One common mistake is copying the placeholder token and serial number into a live system. The values in the example are intentionally randomized-looking and should be replaced with real credentials and identifiers.

Another mistake is choosing a threshold based only on a guess. It is better to start from the pump’s power requirements and adjust from there after observing how the system behaves. A threshold that sounds reasonable on paper may not match the actual collector behavior on your roof.

It is also easy to forget that the pump is the real load being controlled. Because this post uses the solar water heater pump as the example, the relay state should be interpreted in that context. On means circulation is allowed. Off means the pump stops. That simple mapping should stay clear in your mind when testing and troubleshooting.
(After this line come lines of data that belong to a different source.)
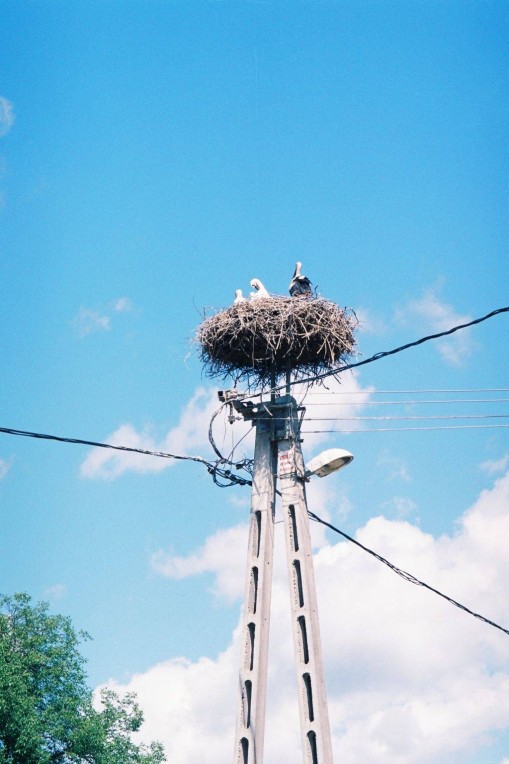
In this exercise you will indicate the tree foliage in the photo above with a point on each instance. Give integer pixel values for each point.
(47, 714)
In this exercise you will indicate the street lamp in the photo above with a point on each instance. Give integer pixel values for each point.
(329, 461)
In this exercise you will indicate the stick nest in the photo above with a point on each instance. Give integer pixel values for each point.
(256, 338)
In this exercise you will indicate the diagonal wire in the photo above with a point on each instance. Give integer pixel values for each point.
(408, 576)
(384, 353)
(60, 439)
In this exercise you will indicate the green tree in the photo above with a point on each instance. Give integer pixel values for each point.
(46, 711)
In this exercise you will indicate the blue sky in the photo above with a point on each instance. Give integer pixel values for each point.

How To Get The Growatt API Token

The token field in the script must come from your Growatt account. The exact menu names can change over time, but the process is usually straightforward.

1. Sign in to your Growatt account in the web portal.
2. Open the account settings or developer/API area.
3. Look for API access, Open API, or token management.
4. Create a token if one does not exist, or copy the existing token.
5. Confirm that your inverter is listed in the same account and note the exact serial number.

If you do not see API options in your account, your profile may not have API access enabled yet. In that case, contact Growatt support and ask for Open API access for your plant/account.

After you have the token, test it before putting it into the Shelly script:

1. Use a REST client or command line request against the same endpoint used in the script.
2. Send deviceSn and deviceType in the request body.
3. Confirm that the response returns success and includes current inverter data.

Once that test works, paste the token into CONFIG.token, paste the exact inverter serial into CONFIG.deviceSn, and keep the token private. If you rotate or regenerate the token later, remember to update the Shelly script as well.

Final Example Values To Review Before Going Live

Before deploying, review these settings carefully:

• token: your Growatt API token.
• deviceSn: your inverter serial number.
• deviceType: the correct Growatt family for your inverter.
• thresholdWatt: the watt level that should allow the pump to run.
• Virtual handles: the numeric and text handles assigned in Shelly.
• Poll interval: how often the system checks the inverter.

If the relay is controlling the pump for a solar water heater, do one more sanity check after deployment. Watch one full sunny cycle if possible. Confirm that the pump comes on when production is strong, stays off when production is weak, and returns to the safe fallback state if the API becomes unavailable.

Summary

This pattern gives you a straightforward solar pump controller for a solar water heater: measure production, compare it to a threshold, and drive the Shelly relay with a fail-safe default. In my case, the relay is controlling the pump rather than a generic appliance, so the goal is to move heat only when the solar input is good enough to make the circulation worthwhile.

Because the script is simple, it is easy to inspect, tune, and maintain. Because it includes a fail-safe path, it keeps the pump from being stranded in an unknown state during temporary API problems. And because it uses a threshold, it gives you a practical way to tie solar production to real thermal use without adding a more complex control system on day one.